Certainly not. For instance, a most impressive contribution to communication of Eckhartian spirituality is the book Carmelo Mangion: His Life and Works 1905-1997 by Joseph Paul Cassar, published in a superb edition by Midsea Books 10 years after the artist's death. Mangion pioneered 20th Century aesthetic sensibility in Malta when he began teaching art in 1934 and was a formative influence on practically all significant Maltese artists until his retirement in 1971, including even such a master as Alfred Chircop.
Mangion shunned any kind of noise or fussiness in his life as he did in his paintings. The Tolstoyan peace and quiet that prevails in all his paintings remained unknown to most people until they could breathe in the balsam of his ecological spirituality through the beauty of the reproductions which 21st Century technology employed by the Gutenberg Press has made possible.
I myself only become aware of his profound religious gouaches such as his Conversion of St Paul shortly before his death. In this small sized masterpiece, Mangion reformulates in a most personal and original manner Caravaggio's idea of the horse as radiant symbol of chivalrous grace in the language of the greatest religious painter of the 20th Century, Georges Rouault. Nevertheless it is in his landscapes, townscapes and above all seascapes that Mangion, often using a highly personalised impressionistic technique, conveys with almost unbelievably peace-giving force the Eckhartian ecological spirit.
I recommend to anyone seriously meaning to spread the environmental mindset to give this gem of a book as a gift.
Mangion's deeply religious work did not find its way into our churches.

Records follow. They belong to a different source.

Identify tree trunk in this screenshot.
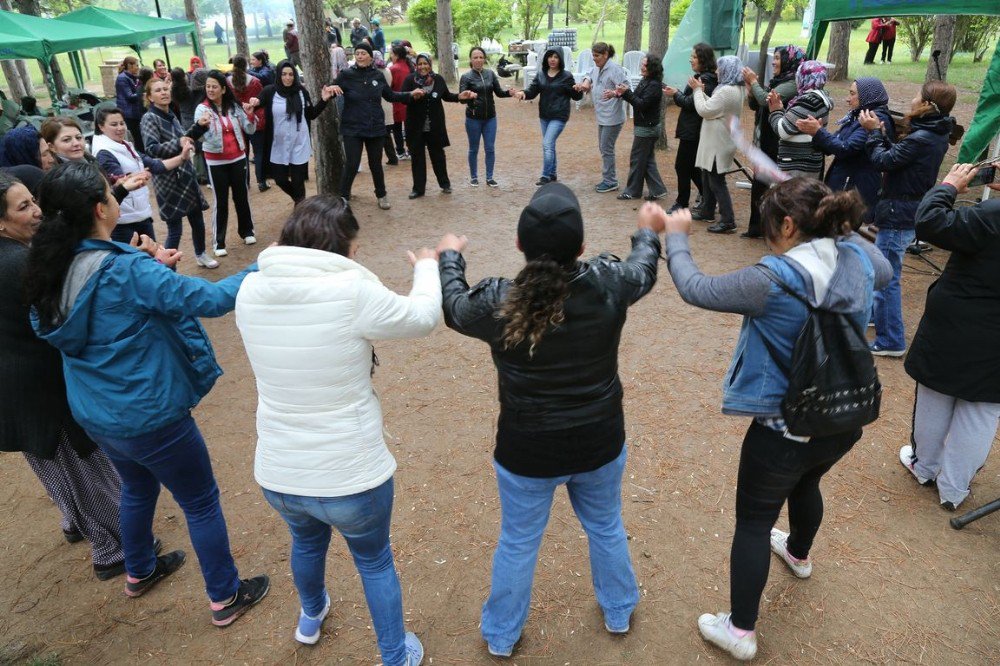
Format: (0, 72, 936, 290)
(648, 0, 669, 57)
(229, 0, 250, 57)
(826, 21, 850, 82)
(291, 0, 344, 194)
(184, 0, 207, 62)
(925, 15, 957, 82)
(548, 3, 554, 31)
(623, 0, 643, 52)
(756, 2, 784, 79)
(264, 10, 273, 38)
(2, 61, 29, 100)
(15, 60, 32, 95)
(253, 11, 260, 40)
(753, 7, 762, 45)
(435, 0, 457, 85)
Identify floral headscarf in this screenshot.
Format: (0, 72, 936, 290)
(789, 60, 827, 107)
(716, 55, 742, 87)
(770, 45, 806, 89)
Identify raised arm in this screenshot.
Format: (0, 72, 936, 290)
(353, 255, 442, 340)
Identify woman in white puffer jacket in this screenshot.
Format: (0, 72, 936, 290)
(235, 195, 440, 665)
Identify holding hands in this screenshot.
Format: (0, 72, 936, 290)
(320, 85, 337, 101)
(858, 109, 884, 132)
(329, 85, 345, 97)
(129, 232, 183, 267)
(411, 88, 426, 100)
(662, 84, 678, 96)
(795, 115, 823, 136)
(407, 247, 437, 265)
(638, 203, 668, 234)
(513, 90, 526, 101)
(197, 114, 211, 127)
(120, 170, 151, 191)
(458, 90, 478, 101)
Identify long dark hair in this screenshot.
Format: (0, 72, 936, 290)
(692, 42, 716, 74)
(591, 42, 616, 59)
(170, 67, 191, 102)
(230, 55, 250, 93)
(498, 258, 572, 357)
(274, 60, 305, 123)
(25, 162, 110, 328)
(278, 195, 359, 255)
(204, 70, 238, 115)
(644, 53, 664, 82)
(760, 177, 867, 243)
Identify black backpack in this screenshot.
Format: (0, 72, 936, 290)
(755, 264, 882, 438)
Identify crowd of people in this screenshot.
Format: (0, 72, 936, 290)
(0, 21, 998, 666)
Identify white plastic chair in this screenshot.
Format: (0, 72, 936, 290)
(561, 46, 574, 72)
(523, 51, 538, 92)
(573, 49, 595, 109)
(622, 50, 644, 88)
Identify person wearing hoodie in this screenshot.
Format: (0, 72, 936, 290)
(663, 43, 717, 212)
(26, 161, 270, 627)
(796, 76, 894, 219)
(766, 60, 833, 179)
(662, 177, 891, 661)
(861, 80, 956, 357)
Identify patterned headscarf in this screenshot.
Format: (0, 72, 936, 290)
(0, 125, 42, 169)
(716, 55, 742, 87)
(770, 45, 806, 89)
(838, 76, 889, 125)
(789, 60, 827, 107)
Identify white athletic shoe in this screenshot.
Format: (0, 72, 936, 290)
(243, 235, 257, 245)
(195, 253, 219, 269)
(770, 528, 812, 578)
(698, 612, 757, 661)
(377, 196, 391, 210)
(899, 445, 933, 486)
(213, 248, 228, 257)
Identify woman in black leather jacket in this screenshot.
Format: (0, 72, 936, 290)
(459, 47, 515, 187)
(437, 183, 662, 659)
(616, 53, 667, 201)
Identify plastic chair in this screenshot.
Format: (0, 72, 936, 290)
(573, 49, 595, 109)
(561, 46, 574, 72)
(622, 50, 644, 88)
(523, 51, 538, 88)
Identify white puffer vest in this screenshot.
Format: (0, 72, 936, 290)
(91, 134, 153, 224)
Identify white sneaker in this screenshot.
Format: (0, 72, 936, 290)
(195, 253, 219, 269)
(770, 528, 812, 578)
(899, 445, 933, 486)
(243, 235, 257, 245)
(294, 592, 331, 645)
(377, 196, 391, 210)
(698, 612, 757, 661)
(213, 248, 228, 257)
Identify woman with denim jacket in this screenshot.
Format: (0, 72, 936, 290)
(438, 183, 662, 658)
(662, 178, 891, 661)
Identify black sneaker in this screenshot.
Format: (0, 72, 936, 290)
(707, 221, 737, 234)
(692, 210, 716, 222)
(96, 537, 163, 581)
(535, 176, 552, 186)
(740, 231, 763, 239)
(617, 192, 634, 200)
(258, 183, 270, 192)
(124, 548, 185, 596)
(470, 177, 480, 187)
(211, 575, 270, 627)
(63, 527, 84, 544)
(667, 203, 685, 213)
(486, 179, 499, 188)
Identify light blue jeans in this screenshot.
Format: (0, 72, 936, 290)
(873, 227, 916, 350)
(539, 118, 567, 179)
(481, 446, 639, 652)
(466, 116, 498, 180)
(262, 478, 408, 666)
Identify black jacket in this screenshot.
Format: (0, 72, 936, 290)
(623, 79, 664, 128)
(905, 185, 1000, 403)
(866, 114, 954, 229)
(401, 73, 460, 147)
(0, 238, 96, 459)
(439, 229, 659, 476)
(672, 71, 717, 141)
(459, 68, 512, 120)
(522, 69, 583, 122)
(257, 85, 329, 171)
(335, 64, 411, 138)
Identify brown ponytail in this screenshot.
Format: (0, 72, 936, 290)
(761, 177, 867, 242)
(498, 259, 571, 357)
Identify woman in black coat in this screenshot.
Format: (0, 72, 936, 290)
(663, 43, 717, 211)
(615, 54, 668, 201)
(899, 163, 1000, 511)
(401, 53, 475, 199)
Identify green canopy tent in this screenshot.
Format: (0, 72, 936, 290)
(56, 7, 198, 71)
(806, 0, 1000, 163)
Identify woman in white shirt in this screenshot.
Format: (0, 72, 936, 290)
(235, 196, 440, 664)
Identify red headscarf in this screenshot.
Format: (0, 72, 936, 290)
(188, 56, 204, 73)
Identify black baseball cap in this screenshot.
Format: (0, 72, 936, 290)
(517, 182, 584, 263)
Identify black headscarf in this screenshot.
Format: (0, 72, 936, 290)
(274, 59, 304, 125)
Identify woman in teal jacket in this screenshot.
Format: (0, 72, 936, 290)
(26, 162, 270, 628)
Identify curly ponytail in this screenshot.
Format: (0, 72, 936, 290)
(814, 189, 867, 235)
(25, 162, 109, 329)
(498, 258, 571, 357)
(761, 177, 866, 242)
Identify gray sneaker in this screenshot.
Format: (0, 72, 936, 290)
(595, 181, 620, 193)
(378, 196, 391, 210)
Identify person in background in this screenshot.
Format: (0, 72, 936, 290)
(235, 195, 438, 662)
(663, 43, 717, 212)
(742, 45, 804, 238)
(577, 42, 629, 193)
(766, 60, 833, 179)
(796, 77, 894, 219)
(370, 18, 386, 54)
(249, 50, 275, 88)
(188, 56, 204, 73)
(350, 18, 370, 48)
(388, 44, 412, 161)
(881, 17, 900, 64)
(115, 56, 145, 152)
(331, 41, 349, 83)
(324, 17, 342, 47)
(376, 52, 399, 167)
(0, 124, 56, 171)
(661, 178, 891, 661)
(515, 48, 584, 186)
(214, 21, 225, 44)
(438, 183, 661, 658)
(459, 46, 514, 187)
(900, 162, 1000, 512)
(152, 59, 171, 85)
(615, 53, 668, 201)
(862, 80, 956, 357)
(283, 20, 301, 70)
(691, 55, 744, 234)
(228, 55, 268, 192)
(864, 18, 885, 66)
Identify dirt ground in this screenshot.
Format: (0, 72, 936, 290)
(1, 80, 998, 665)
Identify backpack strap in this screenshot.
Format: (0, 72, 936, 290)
(754, 263, 813, 310)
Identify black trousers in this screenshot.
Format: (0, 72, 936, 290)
(408, 131, 450, 194)
(624, 135, 667, 198)
(341, 135, 386, 199)
(125, 117, 145, 153)
(383, 125, 398, 164)
(881, 39, 895, 63)
(730, 421, 859, 631)
(864, 41, 880, 64)
(747, 177, 771, 236)
(207, 158, 254, 249)
(700, 165, 734, 225)
(674, 138, 702, 207)
(390, 122, 406, 155)
(270, 161, 308, 204)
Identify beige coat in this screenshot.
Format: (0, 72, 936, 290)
(693, 84, 744, 172)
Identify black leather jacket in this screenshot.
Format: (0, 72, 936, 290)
(459, 68, 513, 120)
(439, 229, 660, 431)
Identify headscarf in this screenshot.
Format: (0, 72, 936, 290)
(837, 76, 889, 126)
(188, 56, 204, 73)
(0, 125, 42, 169)
(789, 60, 827, 107)
(715, 56, 742, 87)
(273, 59, 305, 125)
(414, 54, 435, 88)
(770, 45, 805, 89)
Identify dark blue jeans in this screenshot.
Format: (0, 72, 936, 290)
(89, 415, 240, 602)
(465, 116, 498, 180)
(110, 218, 156, 245)
(164, 207, 207, 256)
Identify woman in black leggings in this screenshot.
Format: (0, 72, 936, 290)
(661, 178, 891, 661)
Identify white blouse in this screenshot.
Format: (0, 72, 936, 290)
(270, 93, 313, 166)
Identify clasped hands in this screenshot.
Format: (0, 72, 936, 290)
(129, 232, 182, 267)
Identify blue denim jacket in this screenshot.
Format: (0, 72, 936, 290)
(721, 245, 875, 417)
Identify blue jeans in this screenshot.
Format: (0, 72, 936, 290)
(481, 446, 639, 651)
(262, 479, 407, 666)
(539, 118, 567, 179)
(873, 228, 915, 350)
(89, 415, 240, 602)
(466, 116, 498, 180)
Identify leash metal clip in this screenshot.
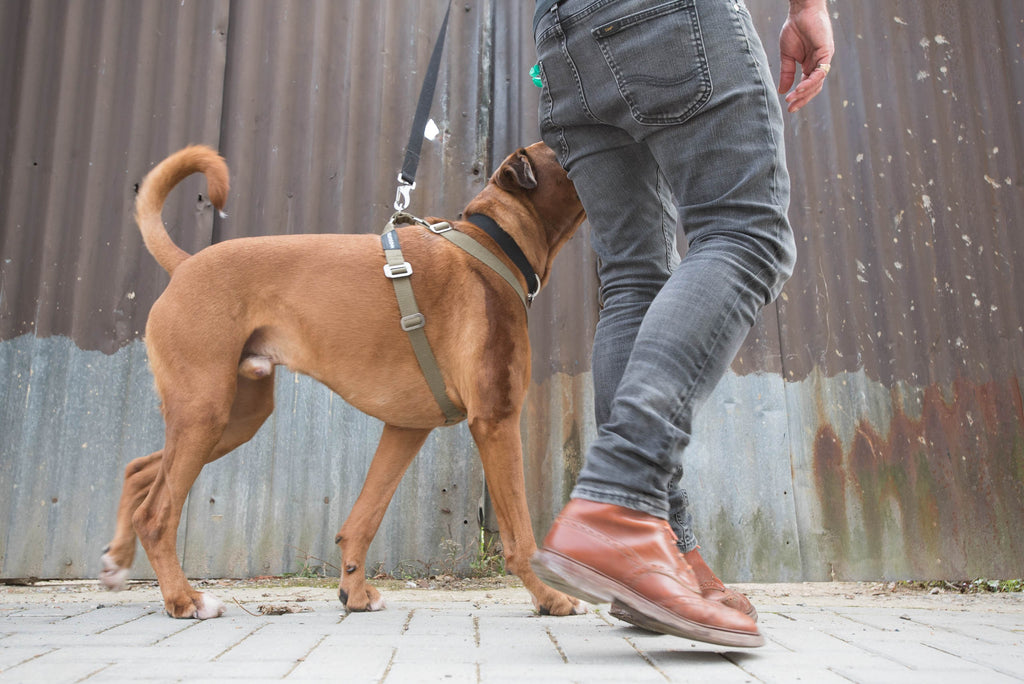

Do you think the Church should be doing more to help the growth of eco-spirituality?
The publishing house of the Mangion book happens to be located in Carmelites Street, Sta Venera. Next Thursday at the Carmelite Hall, Valley Road, Birkirkara, at 7 p.m., a panel will be discussing the relation between Art and Mysticism. For both the reformers of the Carmelite Order in the Baroque Age, Theresa of Avila and John of the Cross, there was an uncanny interrelationship between their quest of God and Art. Bernini portrayed Theresa in a most fascinating sculpture about which it has been said that "she has decidedly too beautiful a foot".
John of the Cross scaled the highest lyrical peaks achieved in the Spanish language in a celebration of the environment that is unsurpassed. Art historian Keith Sciberras and novelist Frans Sammut will be joining artist John Martin Borg and a specialist on Carmelite mystics, Fr. Charlo' Camilleri, to discuss possibilities and perils of the approach to God through beauty, under my chairmanship. Environmental spirituality is not the prerogative only of Zen Buddhists but one in which all can happily share.
Fr Peter Serracino Inglott was talking to Miriam Vincenti.